TAMPA — Mayor Bob Buckhorn says the city passed its first test by successfully interacting with Republican National Convention protesters Monday, but that the first big test of traffic will come today after hundreds of buses descend on downtown, bringing delegates into the first full day of the event.
Speaking at a news conference Tuesday morning, Buckhorn and police Chief Jane Castor said officers showed restraint in dealing with protesters Monday, allowing them to demonstrate as they wished but monitoring to make sure no one broke any laws.
Castor said, "I'm very, very proud of all of the men and women in law enforcement" who assisted and said "they showed a great deal of patience and restraint."

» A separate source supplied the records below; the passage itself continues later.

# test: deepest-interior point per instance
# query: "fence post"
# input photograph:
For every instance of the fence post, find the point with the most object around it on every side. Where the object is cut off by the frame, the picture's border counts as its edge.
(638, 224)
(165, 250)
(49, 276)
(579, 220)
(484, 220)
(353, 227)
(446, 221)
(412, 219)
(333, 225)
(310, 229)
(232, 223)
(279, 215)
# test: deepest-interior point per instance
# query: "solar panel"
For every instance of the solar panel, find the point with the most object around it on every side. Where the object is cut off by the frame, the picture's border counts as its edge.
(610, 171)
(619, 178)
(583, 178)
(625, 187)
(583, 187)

Referring to the protesters, Buckhorn said that when the convention starts in earnest Tuesday, "We can assume that they will be more active and that they will be more inclined to interact with our police officers."
Buckhorn and Castor described what amounts to a balancing act — giving protesters some leeway, even to demonstrate at unplanned times and locations — but also making sure no one hurts officers or violates laws, including the city's "event zone ordinance," passed for the convention.
There was one arrest Monday of a protester accused of violating the ordinance by refusing to take off his mask.
Regarding traffic, Buckhorn said "today will be the great test for us. Just like yesterday was the first test for us on the protest scenario, today will be the first major test for our transportation and our grid pattern."
He said the morning rush hour was "as smooth as could be." He said buses full of delegates would come in around 2 p.m. and that later in the afternoon, rush hour traffic would be leaving long before conventioneers are done.
Buckhorn joked that he expected delegates were coming in to hear his welcome address to the convention. He promised his speech would be no more than three minutes and nonpartisan. "This is an economic development opportunity for this city, and we are grateful for the chance to host it."